I am making a batch of about 500-1000 PCB's, which option is cheaper,

You can find this out "easily" by getting quotes from your vendor both ways, and also pricing out the components from whichever vendors you'll purchase them from.

Typically when ordering turnkey, you will be charged a percentage markup from the cost of the parts to pay for the work of ordering the parts, sorting them out, etc. Some vendors will be more and some less transparent about what they are paying for the parts and where they are buying them.

which option is more reliable,

Kitted assembly reduces the risk your manufacturing partner will buy counterfeit parts or just order incorrect parts due to a misunderstanding.

and how do I let the company know which part to put where?
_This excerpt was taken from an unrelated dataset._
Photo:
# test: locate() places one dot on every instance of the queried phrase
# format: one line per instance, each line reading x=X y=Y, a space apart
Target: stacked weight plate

You will probably need to supply your vendor with an assembly drawing showing the part locations visually and an "X-Y" or "pick and place" file giving the location and part number for each part.


In the company i work in, the most (and equally) popular options are turnkey and half turnkey (some parts are supplied by assembler, some by client). There are very few clients that supply 100% of needed parts. Of course, there are pros and cons to them (for both - assembler and client).



  • most of the time (from my experience), it's the fastest method - assembler already has many of the parts; he knows where to order remaining parts so they get there faster etc.
  • many parts are already on feeders, so it speeds up the preparations for assembly
  • parts are in "assembler-friendly" packages - long reels (not strips) etc.
  • as a client, you have lees things to worry about


  • markup cost
  • you need to double- or triple-check your BOM, check the specified voltages, footprints etc.



  • good balance between turnkey and kitted; you provide only the critical, most expensive parts (IC's, expensive connectors, expensive LEDs etc.) - assembler provides all the small stuff.

  • maybe you struck a deal with some parts manufacturer - you'll get the parts cheaper from them, compared to the assembler

  • assembly preparations and assembly process will be a little bit faster


  • you need to double check the quantities of parts sent to assembler

  • you need to consider, that during manufacturing some parts get lost or are damaged; so you need to send a little more of them (for example 5-10% for passives, at least few pcs. for ICs)



  • you have full control over cost of parts


  • you need to triple check all the parts ordered - voltages, footprints etc.

  • you need to send more parts then needed (as mentioned earlier)

  • you need to order parts in packaging they can use (for example - not every assembler can use 2mm pitch tape reels or very wide tapes)

  • if you'll send parts in some funky packaging they can additionally charge you (for example - if you send 1k resistors in 20 strips - 100 resistors each - and not in full or partial reel)

  • all the blame for ordering wrong parts falls on you

I know it's a little chaotic, but i hope it helps a little.